I ended up seeing Bad Guy Reaction several times over the next few months, and while they didn't connect with me in the same way some other bands did, I grew to respect them and ended up... getting it.  Punk rock is about breaking down the barrier between the band and the audience.  Ideally, anyway.  In the crowd, you're supposed to look on that stage and say to yourself, "That could be me up there."  There was an element of chaos at Bad Guy Reaction shows.  Was a guitar string or a drum stick about to break?  Was an amp going to blow up?  Was a guitar or bass going to get unplugged (the answer to this one was usually yes)?  That's what made it exciting, though.  That, and the fact that after a few listens, the songs were solid.
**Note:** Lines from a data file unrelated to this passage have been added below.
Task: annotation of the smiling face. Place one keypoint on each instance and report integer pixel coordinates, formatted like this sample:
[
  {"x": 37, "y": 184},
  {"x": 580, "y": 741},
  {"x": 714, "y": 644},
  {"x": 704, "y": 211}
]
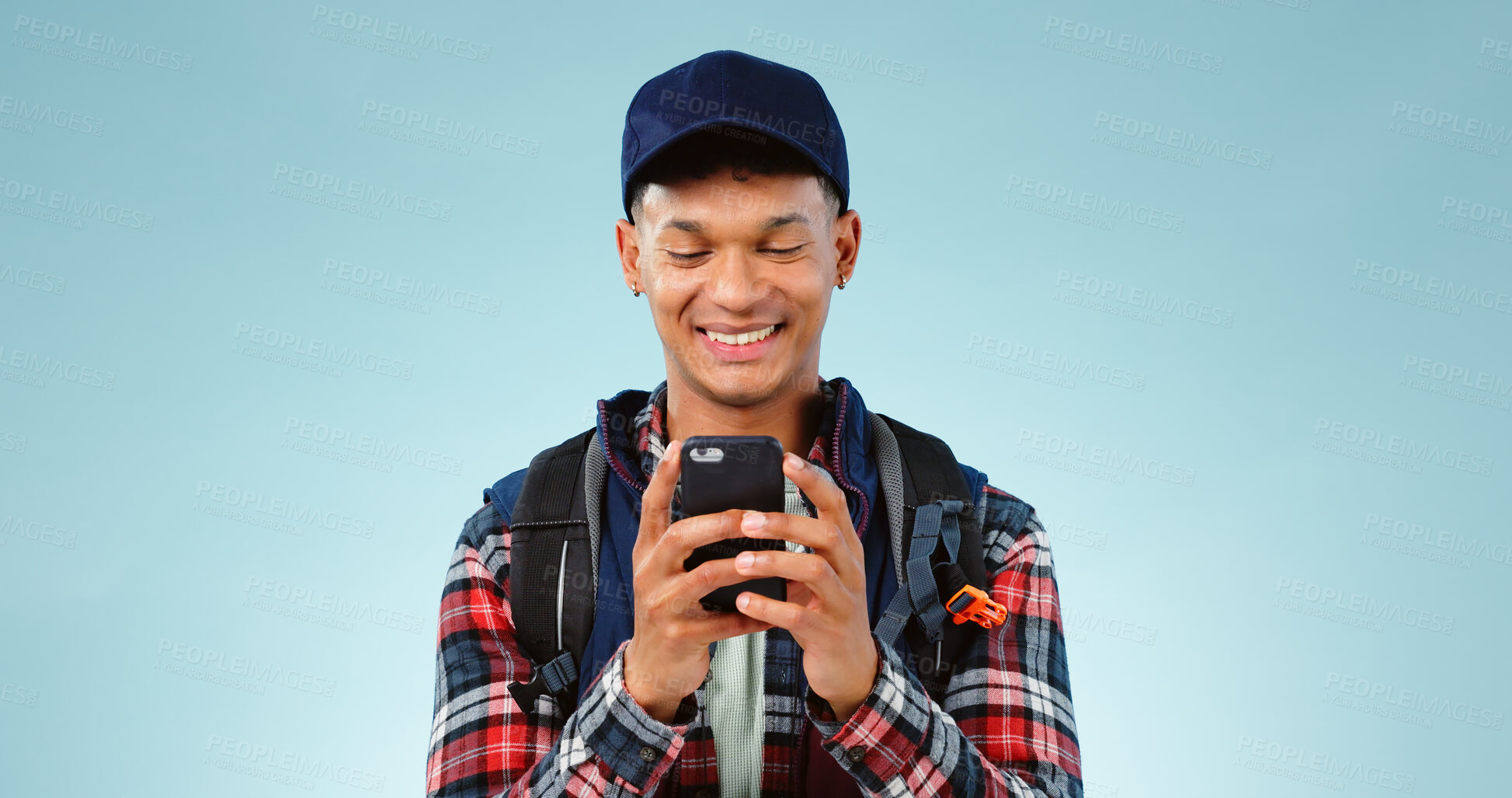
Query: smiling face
[{"x": 739, "y": 268}]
My opinions on each of the band members changed too as I got to know them.  KC supposedly had an encyclopaedic knowledge of punk rock and legend has it that his record collection stops cold at the year 1983.  Greg actually turned out to be pretty cool, and I later came to wonder if that girl Amy had better taste in dudes than I gave her credit for.  The two of them (I think?) later went on to form the also popular band Wardance Orange.  Dave Garrett  later (and earlier, in a manner of speaking) went on to be in Williamsburg legends Thee Squids, and several others including Polish Revolver.  Marty is one of 2 people I know that have been in as many - if not more - bands than me, the difference being that one of them got to be huge: Ted Leo and the Pharmacists.
A few years ago, my friend Dan Evans mailed me his Bad Guy Reaction tape.  The actual tape inside had broken, and I spliced it back together.  See if you can find the edit (you won't be able to).
Bad Guy Reaction


  1. Bad Guy Reaction was so punk that they made buttons by putting a BGR sticker on top of some other sucker's button (I found one in a box of old stuff recently). I wonder if Greg still hates me.

  2. I remember going to a somewhere near Roanoke (Botetourt County?) in somebody's home basement daycare center. Marty from Bad Guy Reaction was there in a leather coat that said "Fuk Shit Up" on the back.